There are many reasons why people, including academics, open anonymous profiles on social media.
It’s not because you are trying to hide who you are or even ‘pretending’ to be someone else, it could be because you might have more fun or just want to disassociate yourself with a high-powered stressful job. If you’re particularly worried about what your Tweets might do to the world as we know it, have a look below at some common reasons why some people choose to go anonymous.
Common reasons to go anonymous can include:
- Being targeted by extremist groups: If you are an academic who writes about the middle east, politics, or who has to use animals in your research, it’s completely understandable you might not want to expose yourself on Twitter and use a pseudonym instead.
- Saying something controversial: Much like point 1, above, If your research or academic life tackles more sensitive issues, then you might choose to become faceless on social media to separate yourself from the ‘haters’ and ‘trolls’. If you’re not in a very controversial area of research – be polite and mind your manners and you should be fine.
- No confidence: Unsure about what to say on Twitter? Well, you don’t actually have to say anything to use Twitter, you can just put people in lists (and/or follow them) and ‘people-watch’ (look at other people’s Tweets) until you gain confidence; use a pseudonym and change it once you’re more comfortable.
- I work for a company who doesn’t allow it: Enough said. But if you really want to talk to their communications group to see what the boundaries are, policies change all the time.
- I’m an Early Career Researcher I could mess up my career!: You might and you might not – I was perfectly happy using Twitter and social media, my PhD supervisor couldn’t give two hoots if I was on Facebook, Tumblr, Twitter etc… as long as I did my research. If you are unsure, see point 3.
- I don’t want to end up ruining my chances for a job or future collaborations: Again, you might, you might not. Who do you want to work with, someone who is interested in your opinion and your research or what you Tweet? Make sure you know why you are are on Twitter. Are you using it to further your career, make professional connections or just have a bit of fun?

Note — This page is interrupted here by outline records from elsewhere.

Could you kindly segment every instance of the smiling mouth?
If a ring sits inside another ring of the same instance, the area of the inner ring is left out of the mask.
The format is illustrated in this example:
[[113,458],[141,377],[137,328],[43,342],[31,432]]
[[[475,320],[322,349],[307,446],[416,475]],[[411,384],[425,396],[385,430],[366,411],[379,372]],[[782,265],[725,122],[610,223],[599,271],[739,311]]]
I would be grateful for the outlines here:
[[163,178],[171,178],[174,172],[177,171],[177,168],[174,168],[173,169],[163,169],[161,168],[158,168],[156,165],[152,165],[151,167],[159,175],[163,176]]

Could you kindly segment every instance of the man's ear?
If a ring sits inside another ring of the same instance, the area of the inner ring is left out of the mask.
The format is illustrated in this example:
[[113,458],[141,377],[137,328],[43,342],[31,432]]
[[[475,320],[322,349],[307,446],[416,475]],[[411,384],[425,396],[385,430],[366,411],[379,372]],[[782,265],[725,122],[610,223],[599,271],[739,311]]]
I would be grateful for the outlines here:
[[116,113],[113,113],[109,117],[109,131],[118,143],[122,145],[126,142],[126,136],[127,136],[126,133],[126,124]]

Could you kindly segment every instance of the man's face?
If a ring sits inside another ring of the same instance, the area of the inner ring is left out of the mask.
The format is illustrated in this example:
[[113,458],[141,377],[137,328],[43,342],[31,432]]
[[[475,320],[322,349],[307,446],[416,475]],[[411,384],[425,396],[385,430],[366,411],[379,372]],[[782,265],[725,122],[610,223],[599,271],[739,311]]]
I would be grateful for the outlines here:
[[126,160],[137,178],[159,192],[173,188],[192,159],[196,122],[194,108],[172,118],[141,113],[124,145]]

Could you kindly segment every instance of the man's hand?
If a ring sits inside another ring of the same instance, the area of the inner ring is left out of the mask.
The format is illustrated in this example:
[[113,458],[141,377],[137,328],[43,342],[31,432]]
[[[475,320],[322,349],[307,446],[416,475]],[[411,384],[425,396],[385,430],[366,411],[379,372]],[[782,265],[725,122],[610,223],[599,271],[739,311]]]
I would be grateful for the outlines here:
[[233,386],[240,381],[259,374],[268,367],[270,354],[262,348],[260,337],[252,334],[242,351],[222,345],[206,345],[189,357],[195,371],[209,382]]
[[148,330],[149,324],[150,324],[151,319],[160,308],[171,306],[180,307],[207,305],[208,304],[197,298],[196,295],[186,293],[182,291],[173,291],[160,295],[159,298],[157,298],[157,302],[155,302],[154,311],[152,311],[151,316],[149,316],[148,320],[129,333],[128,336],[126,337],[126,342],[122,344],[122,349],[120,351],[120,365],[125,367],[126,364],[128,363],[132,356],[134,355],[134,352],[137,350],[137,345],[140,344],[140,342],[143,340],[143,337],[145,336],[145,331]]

Using Twitter (and other social media outlets) to enhance your academic career can be a really exciting and rewarding experience; On social media I was offered a post-doc and a science communications job (perhaps it was the approachable nature of my persona and the fact I was so contactable!), but only you can decide what you are using social media for and how you use it, just remember, it’s a public place and behave how you would in public and you should be alright. If you’re unsure just set yourself some Twitter Rules.
Find a mentor/role-model
When I was new to Twitter I found a few researchers and academics on Twitter I really admired and followed them before Tweeting anything, and I also got great encouragement from them to get involved. So, find people you like and admire and sit back and see how they Tweet and interact with their users.
Benefits of being anonymous: Can swear! And make more jokes than normal.